Liquidity and Financial Risk

Liquidity and leverage ratios measure a company’s ability to meet short-term obligations and longer-term debts. RGSE has a current ratio of 2.30 compared to 1.90 for BLDR. This means that RGSE can more easily cover its most immediate liabilities over the next twelve months. RGSE’s debt-to-equity ratio is 0.00 versus a D/E of 4.52 for BLDR. BLDR is therefore the more solvent of the two companies, and has lower financial risk.


RGSE trades at a P/B of 0.98, and a P/S of 0.62, compared to a forward P/E of 14.85, a P/B of 6.14, and a P/S of 0.37 for BLDR. Given that earnings are what matter most to investors, analysts tend to place a greater weight on the P/E.

Analyst Price Targets and Opinions

Investors often compare a stock’s current price to an analyst price target to get a sense of the potential upside within the next year. RGSE is currently priced at a -98.43% to its one-year price target of 79.80. Comparatively, BLDR is 0.58% relative to its price target of 22.33. This suggests that RGSE is the better investment over the next year.

Risk and Volatility

Beta is a metric that investors frequently use to analyze a stock’s systematic risk. A beta above 1 implies above average market volatility. Conversely, a stock with a beta below 1 is seen as less risky than the overall market. RGSE has a beta of 2.20 and BLDR’s beta is 2.16. BLDR’s shares are therefore the less volatile of the two stocks.

Insider Activity and Investor Sentiment

Analysts often look at short interest, or the percentage of a company’s float currently being shorted by investors, to aid in their outlook for a particular stock. RGSE has a short ratio of 0.76 compared to a short interest of 3.39 for BLDR. This implies that the market is currently less bearish on the outlook for RGSE.

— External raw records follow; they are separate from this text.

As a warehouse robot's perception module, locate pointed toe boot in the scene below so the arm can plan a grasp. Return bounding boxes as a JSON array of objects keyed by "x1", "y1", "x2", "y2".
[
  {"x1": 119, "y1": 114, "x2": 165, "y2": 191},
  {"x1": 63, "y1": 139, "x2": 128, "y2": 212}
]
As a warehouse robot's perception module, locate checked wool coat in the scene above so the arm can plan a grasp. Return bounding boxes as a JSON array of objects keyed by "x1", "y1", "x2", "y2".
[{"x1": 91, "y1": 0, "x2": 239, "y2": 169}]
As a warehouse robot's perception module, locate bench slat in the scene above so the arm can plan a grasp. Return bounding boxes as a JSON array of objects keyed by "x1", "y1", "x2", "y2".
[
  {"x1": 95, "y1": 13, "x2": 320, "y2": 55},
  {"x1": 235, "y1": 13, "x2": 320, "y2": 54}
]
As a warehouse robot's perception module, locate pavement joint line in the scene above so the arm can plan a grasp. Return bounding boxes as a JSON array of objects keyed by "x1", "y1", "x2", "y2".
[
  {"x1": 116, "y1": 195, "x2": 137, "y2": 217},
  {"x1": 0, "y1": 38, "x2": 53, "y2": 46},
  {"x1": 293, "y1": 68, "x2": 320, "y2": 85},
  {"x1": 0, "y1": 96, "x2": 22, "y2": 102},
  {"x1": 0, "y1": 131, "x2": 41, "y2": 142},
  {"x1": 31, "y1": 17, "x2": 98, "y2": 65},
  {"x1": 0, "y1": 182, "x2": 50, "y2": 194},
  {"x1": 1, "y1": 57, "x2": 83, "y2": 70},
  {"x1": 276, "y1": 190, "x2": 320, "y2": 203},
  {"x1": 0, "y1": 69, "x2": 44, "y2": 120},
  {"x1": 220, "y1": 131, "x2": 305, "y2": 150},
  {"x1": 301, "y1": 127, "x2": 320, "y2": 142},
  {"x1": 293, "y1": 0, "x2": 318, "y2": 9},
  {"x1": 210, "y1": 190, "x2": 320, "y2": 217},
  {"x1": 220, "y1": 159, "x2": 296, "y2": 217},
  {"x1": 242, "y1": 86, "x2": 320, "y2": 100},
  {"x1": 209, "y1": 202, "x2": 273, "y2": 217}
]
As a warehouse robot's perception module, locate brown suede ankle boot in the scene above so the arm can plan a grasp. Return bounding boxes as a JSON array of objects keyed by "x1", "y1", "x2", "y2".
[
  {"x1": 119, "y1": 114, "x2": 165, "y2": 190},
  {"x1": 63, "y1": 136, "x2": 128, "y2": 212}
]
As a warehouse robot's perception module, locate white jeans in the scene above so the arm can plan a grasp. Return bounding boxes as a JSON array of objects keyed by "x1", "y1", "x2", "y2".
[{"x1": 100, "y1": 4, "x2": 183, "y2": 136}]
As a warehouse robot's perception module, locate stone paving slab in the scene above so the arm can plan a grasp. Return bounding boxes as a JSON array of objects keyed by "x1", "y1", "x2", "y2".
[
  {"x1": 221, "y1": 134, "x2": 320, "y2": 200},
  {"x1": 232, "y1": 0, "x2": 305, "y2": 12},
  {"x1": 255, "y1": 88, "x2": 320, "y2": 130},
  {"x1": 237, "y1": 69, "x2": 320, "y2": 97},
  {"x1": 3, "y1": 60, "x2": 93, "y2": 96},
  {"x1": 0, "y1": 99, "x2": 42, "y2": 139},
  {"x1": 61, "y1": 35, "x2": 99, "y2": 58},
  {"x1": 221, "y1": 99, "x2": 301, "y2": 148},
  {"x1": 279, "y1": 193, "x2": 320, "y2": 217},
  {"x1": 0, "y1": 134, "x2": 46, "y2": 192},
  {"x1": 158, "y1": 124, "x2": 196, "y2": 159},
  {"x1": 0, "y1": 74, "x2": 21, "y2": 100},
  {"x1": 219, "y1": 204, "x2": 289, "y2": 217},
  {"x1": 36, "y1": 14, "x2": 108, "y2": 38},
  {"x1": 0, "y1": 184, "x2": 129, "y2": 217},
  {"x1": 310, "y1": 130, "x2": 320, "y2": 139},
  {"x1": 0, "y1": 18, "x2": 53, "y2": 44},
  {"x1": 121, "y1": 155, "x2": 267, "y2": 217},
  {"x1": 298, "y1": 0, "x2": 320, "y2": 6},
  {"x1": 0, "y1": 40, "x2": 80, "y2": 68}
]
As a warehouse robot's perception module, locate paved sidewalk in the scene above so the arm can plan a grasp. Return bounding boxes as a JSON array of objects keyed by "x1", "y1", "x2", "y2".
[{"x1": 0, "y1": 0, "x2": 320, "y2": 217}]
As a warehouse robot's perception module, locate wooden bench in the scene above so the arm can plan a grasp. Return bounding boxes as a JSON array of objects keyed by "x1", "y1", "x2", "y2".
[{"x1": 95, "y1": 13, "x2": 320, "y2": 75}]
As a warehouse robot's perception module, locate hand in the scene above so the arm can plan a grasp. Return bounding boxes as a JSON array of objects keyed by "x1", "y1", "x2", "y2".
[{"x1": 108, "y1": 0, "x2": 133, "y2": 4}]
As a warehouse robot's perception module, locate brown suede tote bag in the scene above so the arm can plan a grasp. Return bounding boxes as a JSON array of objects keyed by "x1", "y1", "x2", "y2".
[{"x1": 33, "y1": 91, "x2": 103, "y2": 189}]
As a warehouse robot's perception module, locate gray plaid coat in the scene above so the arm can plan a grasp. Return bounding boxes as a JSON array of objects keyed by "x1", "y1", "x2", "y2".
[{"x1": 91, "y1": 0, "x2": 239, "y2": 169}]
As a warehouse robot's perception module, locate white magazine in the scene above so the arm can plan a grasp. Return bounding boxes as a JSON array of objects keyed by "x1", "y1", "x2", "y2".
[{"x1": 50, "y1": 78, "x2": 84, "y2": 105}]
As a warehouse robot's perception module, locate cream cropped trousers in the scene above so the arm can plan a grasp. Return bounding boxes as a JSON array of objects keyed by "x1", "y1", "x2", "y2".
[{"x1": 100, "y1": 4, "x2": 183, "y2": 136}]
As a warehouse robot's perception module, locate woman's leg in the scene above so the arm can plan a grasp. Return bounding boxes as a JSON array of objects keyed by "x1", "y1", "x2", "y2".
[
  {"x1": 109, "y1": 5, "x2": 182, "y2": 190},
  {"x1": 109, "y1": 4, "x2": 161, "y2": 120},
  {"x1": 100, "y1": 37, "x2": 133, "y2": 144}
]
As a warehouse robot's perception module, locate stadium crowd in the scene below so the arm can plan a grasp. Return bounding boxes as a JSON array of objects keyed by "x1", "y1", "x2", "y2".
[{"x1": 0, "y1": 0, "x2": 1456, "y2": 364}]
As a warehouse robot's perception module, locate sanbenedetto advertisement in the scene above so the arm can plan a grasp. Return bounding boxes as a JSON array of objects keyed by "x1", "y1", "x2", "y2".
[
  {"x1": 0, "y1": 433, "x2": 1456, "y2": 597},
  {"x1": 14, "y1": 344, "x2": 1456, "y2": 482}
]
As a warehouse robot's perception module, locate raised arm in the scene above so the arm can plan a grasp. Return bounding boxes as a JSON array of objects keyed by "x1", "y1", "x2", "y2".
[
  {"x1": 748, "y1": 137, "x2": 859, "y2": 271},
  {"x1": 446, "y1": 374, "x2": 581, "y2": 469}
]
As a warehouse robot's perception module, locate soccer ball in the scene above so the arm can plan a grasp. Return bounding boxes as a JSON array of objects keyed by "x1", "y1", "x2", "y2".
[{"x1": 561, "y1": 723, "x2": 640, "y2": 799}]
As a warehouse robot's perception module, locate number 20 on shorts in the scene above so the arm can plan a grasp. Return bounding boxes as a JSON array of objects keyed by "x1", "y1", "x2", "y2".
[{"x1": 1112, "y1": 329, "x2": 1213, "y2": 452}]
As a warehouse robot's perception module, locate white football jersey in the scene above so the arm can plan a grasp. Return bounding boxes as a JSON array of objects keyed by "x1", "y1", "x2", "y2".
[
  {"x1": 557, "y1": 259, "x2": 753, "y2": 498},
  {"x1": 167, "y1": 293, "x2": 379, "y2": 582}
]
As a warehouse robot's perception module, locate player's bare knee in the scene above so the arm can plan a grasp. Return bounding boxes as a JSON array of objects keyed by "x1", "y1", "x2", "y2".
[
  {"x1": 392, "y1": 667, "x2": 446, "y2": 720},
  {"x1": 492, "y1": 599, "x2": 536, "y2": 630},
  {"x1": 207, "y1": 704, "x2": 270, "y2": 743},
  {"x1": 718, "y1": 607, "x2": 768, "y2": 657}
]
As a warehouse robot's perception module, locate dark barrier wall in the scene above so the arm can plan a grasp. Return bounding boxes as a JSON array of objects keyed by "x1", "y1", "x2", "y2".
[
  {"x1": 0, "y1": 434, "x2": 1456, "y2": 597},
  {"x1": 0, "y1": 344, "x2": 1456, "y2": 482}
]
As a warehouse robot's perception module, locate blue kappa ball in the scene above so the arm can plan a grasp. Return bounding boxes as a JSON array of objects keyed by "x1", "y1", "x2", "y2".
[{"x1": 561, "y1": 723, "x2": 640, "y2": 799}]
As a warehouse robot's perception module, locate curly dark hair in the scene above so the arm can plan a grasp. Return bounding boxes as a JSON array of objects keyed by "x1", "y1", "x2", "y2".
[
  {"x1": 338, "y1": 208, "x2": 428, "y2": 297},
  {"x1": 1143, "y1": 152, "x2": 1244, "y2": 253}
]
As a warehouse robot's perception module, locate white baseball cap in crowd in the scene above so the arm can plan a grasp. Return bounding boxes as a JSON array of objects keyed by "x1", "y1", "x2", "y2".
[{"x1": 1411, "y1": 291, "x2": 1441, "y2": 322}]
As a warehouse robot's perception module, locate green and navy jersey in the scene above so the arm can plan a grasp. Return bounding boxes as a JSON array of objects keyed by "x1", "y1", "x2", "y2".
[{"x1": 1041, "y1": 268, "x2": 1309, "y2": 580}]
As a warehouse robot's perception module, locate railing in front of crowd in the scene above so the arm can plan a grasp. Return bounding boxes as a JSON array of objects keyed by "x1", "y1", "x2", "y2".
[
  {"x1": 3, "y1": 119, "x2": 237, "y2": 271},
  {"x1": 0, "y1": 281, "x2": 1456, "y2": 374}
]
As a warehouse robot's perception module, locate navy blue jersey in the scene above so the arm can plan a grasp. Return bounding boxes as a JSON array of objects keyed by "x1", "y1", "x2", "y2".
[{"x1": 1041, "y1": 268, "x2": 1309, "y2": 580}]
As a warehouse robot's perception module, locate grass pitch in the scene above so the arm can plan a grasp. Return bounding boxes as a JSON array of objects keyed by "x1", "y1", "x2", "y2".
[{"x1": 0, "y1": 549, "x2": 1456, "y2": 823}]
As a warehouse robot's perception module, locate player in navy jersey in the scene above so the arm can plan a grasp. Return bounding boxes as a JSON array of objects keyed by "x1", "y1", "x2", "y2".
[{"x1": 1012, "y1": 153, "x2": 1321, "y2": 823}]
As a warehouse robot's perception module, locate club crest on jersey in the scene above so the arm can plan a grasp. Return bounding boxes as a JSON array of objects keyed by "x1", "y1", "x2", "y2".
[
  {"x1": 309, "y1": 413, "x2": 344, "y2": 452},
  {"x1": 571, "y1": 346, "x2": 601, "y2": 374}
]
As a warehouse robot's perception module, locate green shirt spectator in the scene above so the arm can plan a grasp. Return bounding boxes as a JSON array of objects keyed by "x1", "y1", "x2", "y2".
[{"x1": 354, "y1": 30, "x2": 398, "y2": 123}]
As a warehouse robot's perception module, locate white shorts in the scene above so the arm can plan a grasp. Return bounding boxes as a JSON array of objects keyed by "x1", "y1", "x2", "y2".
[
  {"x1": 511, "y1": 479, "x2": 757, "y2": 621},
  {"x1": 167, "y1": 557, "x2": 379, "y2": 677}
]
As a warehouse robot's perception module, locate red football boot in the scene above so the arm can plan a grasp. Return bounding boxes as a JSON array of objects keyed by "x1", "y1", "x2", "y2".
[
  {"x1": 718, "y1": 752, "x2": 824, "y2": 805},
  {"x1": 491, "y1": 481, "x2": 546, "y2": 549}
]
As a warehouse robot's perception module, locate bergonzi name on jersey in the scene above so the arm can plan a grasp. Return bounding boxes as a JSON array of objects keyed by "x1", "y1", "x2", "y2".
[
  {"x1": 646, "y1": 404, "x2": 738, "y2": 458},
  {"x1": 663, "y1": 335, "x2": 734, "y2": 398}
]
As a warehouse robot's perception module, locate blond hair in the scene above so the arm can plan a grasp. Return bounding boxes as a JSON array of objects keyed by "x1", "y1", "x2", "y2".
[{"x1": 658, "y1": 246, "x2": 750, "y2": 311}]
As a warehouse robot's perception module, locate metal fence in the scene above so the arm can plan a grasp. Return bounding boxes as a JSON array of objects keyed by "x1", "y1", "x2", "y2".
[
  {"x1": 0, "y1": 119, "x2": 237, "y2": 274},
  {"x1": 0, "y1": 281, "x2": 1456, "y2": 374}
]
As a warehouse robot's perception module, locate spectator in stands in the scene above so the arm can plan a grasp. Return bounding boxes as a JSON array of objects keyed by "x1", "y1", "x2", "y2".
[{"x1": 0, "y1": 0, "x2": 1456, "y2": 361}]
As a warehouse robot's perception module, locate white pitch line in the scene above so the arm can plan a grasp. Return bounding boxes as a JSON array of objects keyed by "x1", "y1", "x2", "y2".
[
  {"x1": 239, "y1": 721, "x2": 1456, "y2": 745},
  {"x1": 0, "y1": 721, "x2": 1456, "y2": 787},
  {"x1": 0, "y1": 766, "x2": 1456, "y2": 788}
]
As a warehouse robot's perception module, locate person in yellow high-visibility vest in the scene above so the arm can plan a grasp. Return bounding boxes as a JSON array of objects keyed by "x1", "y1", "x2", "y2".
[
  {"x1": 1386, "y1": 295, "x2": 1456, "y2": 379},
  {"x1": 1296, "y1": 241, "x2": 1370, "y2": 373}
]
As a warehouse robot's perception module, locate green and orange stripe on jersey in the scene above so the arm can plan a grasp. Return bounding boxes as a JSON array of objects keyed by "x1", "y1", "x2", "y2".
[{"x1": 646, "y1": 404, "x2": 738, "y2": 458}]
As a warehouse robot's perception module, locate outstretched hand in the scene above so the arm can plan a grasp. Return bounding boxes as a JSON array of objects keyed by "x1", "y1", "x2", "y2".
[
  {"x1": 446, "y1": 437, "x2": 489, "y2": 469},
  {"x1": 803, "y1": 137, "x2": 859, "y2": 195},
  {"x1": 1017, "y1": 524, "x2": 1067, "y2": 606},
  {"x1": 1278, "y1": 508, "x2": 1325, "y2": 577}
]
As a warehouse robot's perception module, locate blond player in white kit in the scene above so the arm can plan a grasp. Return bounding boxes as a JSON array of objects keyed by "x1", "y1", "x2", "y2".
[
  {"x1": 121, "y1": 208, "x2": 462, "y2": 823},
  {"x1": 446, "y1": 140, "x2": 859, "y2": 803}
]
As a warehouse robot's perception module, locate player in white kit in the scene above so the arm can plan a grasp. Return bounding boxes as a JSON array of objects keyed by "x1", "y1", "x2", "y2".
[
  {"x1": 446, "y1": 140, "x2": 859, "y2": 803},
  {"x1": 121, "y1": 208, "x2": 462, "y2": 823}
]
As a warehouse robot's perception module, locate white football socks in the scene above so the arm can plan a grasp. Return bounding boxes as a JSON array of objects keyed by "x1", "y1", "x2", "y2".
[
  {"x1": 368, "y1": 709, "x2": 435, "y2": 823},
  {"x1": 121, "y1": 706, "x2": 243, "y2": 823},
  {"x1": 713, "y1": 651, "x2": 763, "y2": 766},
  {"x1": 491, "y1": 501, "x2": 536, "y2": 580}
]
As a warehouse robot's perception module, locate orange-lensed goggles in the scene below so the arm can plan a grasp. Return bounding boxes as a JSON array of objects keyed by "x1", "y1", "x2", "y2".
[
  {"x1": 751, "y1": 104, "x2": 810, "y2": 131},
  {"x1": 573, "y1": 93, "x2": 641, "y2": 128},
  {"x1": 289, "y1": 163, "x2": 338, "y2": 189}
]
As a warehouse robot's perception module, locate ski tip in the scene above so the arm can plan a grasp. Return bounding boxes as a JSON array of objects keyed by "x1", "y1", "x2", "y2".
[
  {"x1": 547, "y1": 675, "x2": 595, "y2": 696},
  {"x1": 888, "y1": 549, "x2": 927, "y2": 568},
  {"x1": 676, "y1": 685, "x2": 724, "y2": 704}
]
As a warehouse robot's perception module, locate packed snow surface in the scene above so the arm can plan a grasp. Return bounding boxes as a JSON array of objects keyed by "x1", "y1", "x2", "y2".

Builders FirstSource, Inc. (NASDAQ:BLDR) beats Real Goods Solar, Inc. (NASDAQ:RGSE) on a total of 7 of the 14 factors compared between the two stocks. BLDR higher liquidity, is more profitable, generates a higher return on investment, has higher cash flow per share and has a higher cash conversion rate. Finally, NEM has better sentiment signals based on short interest.